Already by the early 1980s, the city-folk habitually stood in long lines just for the imported "brands", talked only about the import, and even new heroes in the Soviet movies wore clothes that were difficult to find on the shelves of Soviet stores. The term "fashion" was tightly associated with the term "to get" and for a certain category of people it turned into a way of life. By the end of the eighties, after the music lover boom and changes initiated by Raisa Gorbacheva finally came some "thaw" and the female population set off to the winds, taking pop and movie images, along with their war paint for the a role model. This phenomenon immediately spread among the rest of the Soviet and from the second half of 1980s some basic pseudo trends could be identified, the origins of which can easily be sought in the circles of "black market trade ", Soviet imports of goods and in the showcases of check stores such as "Berezka" and "Albatross". There was no common understanding of the term "fashion", but it was obviously related to the fashion goods coming from different public sources. And this reality, copying situations, was expressed in the in fashion "directions":

1) "American" - made sport-tourist and denim plan, with "Texas" jeans which did not survive the fashion of their Indian counterparts, in the end transformed into "Varenki" of all types and have lost their geographical and miraculous "flavor", became something quite ordinary.

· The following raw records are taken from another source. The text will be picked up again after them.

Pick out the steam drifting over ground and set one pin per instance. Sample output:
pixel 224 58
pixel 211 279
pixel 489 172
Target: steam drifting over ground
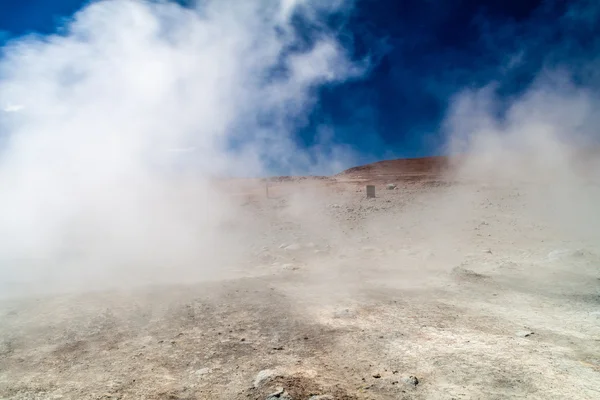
pixel 121 135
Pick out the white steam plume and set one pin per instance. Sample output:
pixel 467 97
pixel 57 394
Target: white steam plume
pixel 86 164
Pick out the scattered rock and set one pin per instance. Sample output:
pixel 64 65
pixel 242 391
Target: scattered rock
pixel 345 313
pixel 524 333
pixel 412 380
pixel 264 376
pixel 279 393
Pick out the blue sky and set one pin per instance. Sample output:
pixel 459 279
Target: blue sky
pixel 423 52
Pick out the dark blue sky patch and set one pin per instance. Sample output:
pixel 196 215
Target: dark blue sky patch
pixel 422 53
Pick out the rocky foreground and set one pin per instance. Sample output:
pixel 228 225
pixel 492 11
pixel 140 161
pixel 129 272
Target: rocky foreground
pixel 429 291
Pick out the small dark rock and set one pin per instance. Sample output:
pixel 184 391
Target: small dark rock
pixel 412 380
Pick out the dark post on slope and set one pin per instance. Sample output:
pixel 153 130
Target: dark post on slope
pixel 370 191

2) "Italian" - basically it could be expressed in suits, coats and accessories for "business people".

3) "German" - was expressed in a strict German-style fashion that gained acceptance in the second half of 1980 among women. A distinctive feature and a separate part of the male "style" was German footwear and sneakers "Adidas", which already for the Olympics-80 were named only as "the Soviet Adidas."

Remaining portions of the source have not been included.